In order to resolve these yield difficulties, the paper suggested both device and manufacturing improvements. On the device side, new structures can reduce the number of mask processes, and thus the number of stitching defects. The advantages of more stringent design rules must be weighed against the need for higher yield.

On the manufacturing side, the authors emphasized the importance of cleanliness. Organic contamination, which can cause delamination, must be reduced wherever possible, from improved cleanroom construction materials to reduced outgassing from process equipment. Human beings are the most prolific source of contamination, and automation and sealed cassettes must be used to keep them as far away from the substrates as possible.
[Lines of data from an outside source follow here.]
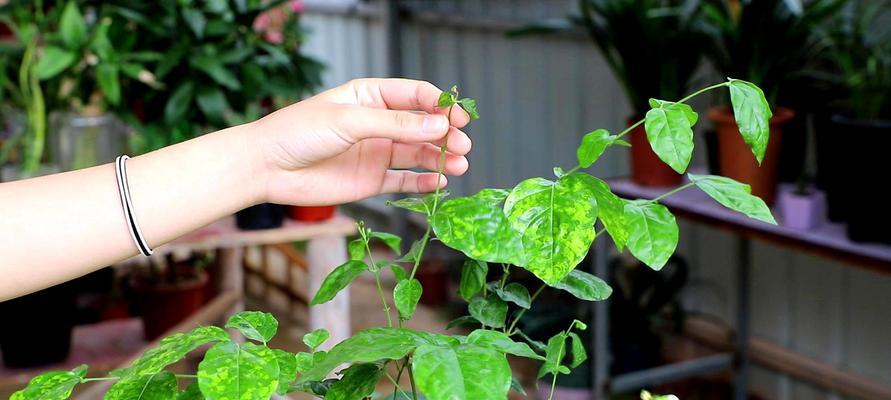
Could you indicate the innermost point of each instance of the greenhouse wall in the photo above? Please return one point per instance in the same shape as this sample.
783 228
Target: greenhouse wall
538 95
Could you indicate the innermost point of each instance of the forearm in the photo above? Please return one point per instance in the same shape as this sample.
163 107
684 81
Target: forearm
59 227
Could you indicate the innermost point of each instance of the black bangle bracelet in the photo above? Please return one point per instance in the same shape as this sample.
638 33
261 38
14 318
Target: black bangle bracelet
120 165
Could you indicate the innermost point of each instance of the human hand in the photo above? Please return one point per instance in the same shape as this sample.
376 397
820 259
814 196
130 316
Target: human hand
358 140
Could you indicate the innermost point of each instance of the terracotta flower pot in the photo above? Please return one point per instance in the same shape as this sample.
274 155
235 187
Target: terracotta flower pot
311 214
738 162
646 167
165 305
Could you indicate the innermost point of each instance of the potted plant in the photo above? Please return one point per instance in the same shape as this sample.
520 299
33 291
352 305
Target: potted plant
224 63
801 206
859 71
653 48
769 43
79 66
545 226
170 290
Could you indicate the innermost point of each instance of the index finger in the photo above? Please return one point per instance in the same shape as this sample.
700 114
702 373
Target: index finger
405 94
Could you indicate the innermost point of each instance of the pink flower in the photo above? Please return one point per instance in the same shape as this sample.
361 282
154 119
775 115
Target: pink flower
297 6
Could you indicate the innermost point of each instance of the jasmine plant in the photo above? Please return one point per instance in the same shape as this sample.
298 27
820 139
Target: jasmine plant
545 226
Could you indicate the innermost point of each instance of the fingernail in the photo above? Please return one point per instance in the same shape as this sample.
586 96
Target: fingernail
434 124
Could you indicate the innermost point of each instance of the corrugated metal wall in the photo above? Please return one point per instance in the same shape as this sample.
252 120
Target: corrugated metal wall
538 95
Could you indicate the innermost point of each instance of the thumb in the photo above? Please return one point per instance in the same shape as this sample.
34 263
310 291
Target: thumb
357 123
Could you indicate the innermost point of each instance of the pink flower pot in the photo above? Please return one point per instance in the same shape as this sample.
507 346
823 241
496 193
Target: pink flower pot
802 212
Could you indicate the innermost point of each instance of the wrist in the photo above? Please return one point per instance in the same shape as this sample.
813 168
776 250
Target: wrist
246 156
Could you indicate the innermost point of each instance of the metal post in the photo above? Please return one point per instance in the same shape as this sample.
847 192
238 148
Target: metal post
744 270
601 325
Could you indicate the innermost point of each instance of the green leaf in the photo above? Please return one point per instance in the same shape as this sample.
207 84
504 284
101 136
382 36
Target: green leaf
499 341
556 222
195 20
238 371
554 355
159 386
357 249
53 61
304 361
593 145
461 372
461 321
398 271
339 279
585 286
392 241
179 102
752 113
514 293
192 392
477 227
72 27
172 349
611 210
367 346
55 385
670 134
406 296
358 382
287 370
473 278
654 233
315 338
734 195
215 69
469 105
446 100
254 325
579 354
107 78
489 311
212 102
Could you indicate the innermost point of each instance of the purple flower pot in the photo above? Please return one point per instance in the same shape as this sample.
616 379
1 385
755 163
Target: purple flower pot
802 212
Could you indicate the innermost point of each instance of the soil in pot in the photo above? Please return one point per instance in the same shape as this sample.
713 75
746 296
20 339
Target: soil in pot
44 321
737 160
311 214
260 216
646 167
863 175
165 304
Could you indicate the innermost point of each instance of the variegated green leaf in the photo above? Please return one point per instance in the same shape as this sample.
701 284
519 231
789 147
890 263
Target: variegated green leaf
555 221
477 227
232 371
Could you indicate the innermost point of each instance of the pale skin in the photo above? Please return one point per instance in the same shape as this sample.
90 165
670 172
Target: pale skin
348 143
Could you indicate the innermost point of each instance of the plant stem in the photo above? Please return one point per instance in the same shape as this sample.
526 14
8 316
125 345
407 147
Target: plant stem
683 100
703 90
440 169
510 331
671 192
377 281
396 384
411 378
106 378
553 386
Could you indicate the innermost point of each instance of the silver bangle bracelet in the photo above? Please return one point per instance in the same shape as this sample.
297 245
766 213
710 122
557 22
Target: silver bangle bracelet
120 169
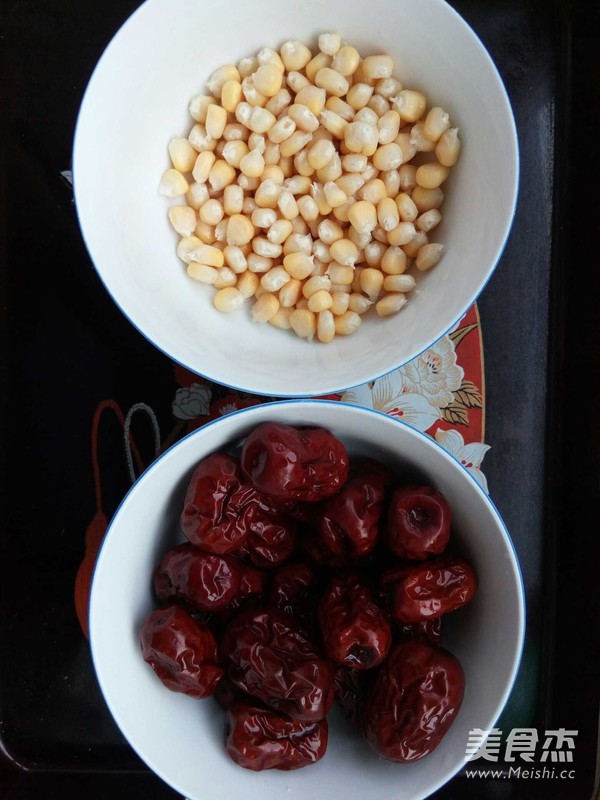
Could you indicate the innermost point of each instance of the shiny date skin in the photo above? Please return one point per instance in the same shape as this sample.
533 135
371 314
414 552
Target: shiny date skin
267 655
356 632
201 581
423 592
257 738
288 464
181 651
418 522
413 701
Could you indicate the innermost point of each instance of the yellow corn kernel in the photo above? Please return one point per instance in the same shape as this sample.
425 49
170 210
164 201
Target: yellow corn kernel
228 299
247 284
393 262
333 123
307 207
320 301
448 148
282 130
233 199
359 95
391 181
183 219
410 104
200 139
387 214
287 205
275 279
431 175
399 283
317 63
340 300
202 272
290 293
428 256
182 154
361 137
281 319
344 252
359 303
279 231
240 230
371 282
374 253
346 60
294 55
388 156
334 195
221 175
303 322
299 265
313 98
172 184
265 307
346 324
331 171
426 199
321 153
402 234
330 43
363 216
390 304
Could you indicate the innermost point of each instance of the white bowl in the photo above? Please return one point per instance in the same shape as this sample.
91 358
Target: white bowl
137 100
181 739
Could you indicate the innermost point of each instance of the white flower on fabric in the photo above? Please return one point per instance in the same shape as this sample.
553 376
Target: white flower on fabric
435 373
470 455
192 401
387 395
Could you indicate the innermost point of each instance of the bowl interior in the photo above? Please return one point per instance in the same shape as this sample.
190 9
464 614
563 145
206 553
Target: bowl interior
137 101
181 738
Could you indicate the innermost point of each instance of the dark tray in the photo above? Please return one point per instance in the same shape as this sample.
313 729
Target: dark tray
65 346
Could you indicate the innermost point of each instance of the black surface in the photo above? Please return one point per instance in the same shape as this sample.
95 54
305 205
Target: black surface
65 346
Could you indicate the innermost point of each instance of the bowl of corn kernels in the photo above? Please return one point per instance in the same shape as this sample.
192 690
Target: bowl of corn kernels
295 198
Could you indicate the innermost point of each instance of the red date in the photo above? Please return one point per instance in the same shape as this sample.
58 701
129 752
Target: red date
355 630
429 590
413 701
347 525
258 738
418 522
203 581
181 651
216 505
289 464
267 656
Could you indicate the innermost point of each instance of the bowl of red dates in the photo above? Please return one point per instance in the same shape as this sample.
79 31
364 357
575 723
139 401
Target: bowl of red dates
310 598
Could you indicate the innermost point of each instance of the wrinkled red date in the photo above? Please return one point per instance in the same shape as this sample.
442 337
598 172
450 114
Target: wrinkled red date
258 738
347 525
289 464
267 656
355 631
293 589
181 651
203 581
428 590
418 522
413 701
216 505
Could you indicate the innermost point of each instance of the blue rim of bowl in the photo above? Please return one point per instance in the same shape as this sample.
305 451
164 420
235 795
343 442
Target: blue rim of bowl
333 403
326 389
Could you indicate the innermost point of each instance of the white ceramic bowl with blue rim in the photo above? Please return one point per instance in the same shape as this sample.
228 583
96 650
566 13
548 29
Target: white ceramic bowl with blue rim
137 100
181 739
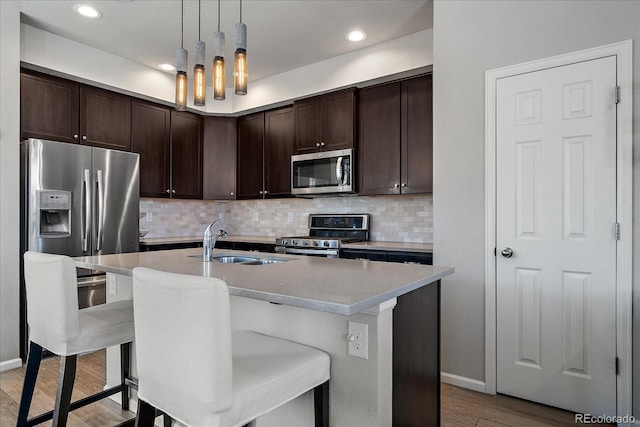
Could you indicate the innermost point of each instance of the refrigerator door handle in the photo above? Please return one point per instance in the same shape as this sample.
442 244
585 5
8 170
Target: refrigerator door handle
100 200
86 200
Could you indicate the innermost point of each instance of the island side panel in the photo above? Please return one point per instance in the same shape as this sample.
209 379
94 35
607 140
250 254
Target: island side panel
416 358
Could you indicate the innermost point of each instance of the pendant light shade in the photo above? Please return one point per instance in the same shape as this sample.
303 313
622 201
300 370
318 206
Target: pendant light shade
199 76
181 80
219 80
181 67
241 73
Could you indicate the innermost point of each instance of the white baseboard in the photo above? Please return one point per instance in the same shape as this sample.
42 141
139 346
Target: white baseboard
464 382
10 364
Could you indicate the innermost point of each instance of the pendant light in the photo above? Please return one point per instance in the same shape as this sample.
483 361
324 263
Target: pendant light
181 67
199 75
218 63
240 74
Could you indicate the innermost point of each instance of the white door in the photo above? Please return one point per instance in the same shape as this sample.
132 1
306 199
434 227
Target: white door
556 213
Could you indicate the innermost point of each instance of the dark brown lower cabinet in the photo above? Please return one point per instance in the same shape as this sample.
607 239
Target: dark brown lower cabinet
416 358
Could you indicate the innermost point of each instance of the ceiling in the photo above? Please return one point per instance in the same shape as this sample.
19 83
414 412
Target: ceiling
282 34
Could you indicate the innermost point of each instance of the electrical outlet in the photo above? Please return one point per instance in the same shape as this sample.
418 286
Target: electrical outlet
112 285
358 339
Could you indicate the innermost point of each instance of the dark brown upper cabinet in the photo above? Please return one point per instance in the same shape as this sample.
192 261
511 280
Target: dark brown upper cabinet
279 145
250 172
186 155
395 151
219 158
266 142
325 122
62 110
151 138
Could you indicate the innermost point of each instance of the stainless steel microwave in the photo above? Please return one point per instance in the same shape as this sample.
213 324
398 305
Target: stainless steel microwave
323 173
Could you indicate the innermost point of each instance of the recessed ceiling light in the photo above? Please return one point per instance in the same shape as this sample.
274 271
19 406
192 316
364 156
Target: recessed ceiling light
356 36
87 11
167 67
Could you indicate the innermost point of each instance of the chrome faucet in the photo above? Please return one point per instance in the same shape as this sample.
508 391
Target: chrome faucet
209 239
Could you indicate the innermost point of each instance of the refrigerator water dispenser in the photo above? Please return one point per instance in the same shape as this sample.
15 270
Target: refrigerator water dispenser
54 213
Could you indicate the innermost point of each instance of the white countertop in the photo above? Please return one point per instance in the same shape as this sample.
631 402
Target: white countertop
382 246
332 285
390 246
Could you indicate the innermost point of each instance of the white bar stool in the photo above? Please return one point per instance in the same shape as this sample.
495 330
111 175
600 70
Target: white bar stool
192 367
56 324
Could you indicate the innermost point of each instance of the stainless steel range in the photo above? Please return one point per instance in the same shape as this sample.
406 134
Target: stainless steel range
326 233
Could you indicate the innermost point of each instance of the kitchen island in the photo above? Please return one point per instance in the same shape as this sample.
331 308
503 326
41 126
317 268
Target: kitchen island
312 301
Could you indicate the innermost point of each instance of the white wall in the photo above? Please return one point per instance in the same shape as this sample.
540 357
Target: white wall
471 37
9 184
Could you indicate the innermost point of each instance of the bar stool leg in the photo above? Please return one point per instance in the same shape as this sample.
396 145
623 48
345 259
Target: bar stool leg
125 364
65 387
146 414
321 405
30 376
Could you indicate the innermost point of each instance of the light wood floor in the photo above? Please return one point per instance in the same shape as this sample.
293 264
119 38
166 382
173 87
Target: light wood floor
460 407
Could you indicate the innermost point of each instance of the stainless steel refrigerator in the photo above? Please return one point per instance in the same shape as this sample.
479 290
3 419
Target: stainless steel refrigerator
77 200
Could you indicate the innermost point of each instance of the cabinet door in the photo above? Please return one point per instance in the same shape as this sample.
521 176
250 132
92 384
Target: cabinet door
150 137
105 119
308 120
219 158
279 146
250 156
339 120
417 135
186 155
379 140
48 108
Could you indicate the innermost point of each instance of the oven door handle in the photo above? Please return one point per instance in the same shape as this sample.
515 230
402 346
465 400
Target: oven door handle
295 251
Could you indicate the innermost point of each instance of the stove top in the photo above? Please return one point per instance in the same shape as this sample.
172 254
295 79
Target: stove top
328 231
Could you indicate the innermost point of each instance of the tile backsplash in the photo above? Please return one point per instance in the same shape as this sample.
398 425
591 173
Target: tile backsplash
393 218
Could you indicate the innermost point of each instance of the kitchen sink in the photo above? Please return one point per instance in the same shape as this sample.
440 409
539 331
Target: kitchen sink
243 260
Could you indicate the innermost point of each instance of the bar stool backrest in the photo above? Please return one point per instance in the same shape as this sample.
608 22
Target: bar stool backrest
52 300
183 344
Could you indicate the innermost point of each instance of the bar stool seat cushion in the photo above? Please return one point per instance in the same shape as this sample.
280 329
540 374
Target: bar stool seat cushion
268 372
Second, rather than merely optimizing existing tools, equipment design must incorporate new technology to minimize particles. For example, ADI achieved dramatic defect reductions by replacing a tray type SiN deposition system with a hot wall CVD reactor.

Third, prevention of static charge buildup requires continuing attention. As the insulating substrate grows, so does the risk of static buildup. As Yoshiyuki Yagi and Soichiro Sakata, of Takasago Thermal Engineering Ltd., explained elsewhere in the same journal, the biggest cause of static charge is separation charge, such as occurs when a substrate is pulled to a hot plate by vacuum and then separated by air and pins.

Static elimination by ionization is effective, but can create additional problems. The electrodes may discharge metal oxides. Unless carefully tuned to the application, the ionizer itself may deposit charges of opposite polarity to those being eliminated. Organic contamination on the substrate may encourage charge buildup.

Finally, Sonobe and coworkers emphasized the need for early detection of yield problems. As the FPD industry has matured, improved process knowledge has eliminated many destabilizing factors. Those that remain are largely due to line management and equipment control.

By Katherine Derbyshire

Acknowledgment
Interlingua, Inc. generously supplied translations from LCD Intelligence.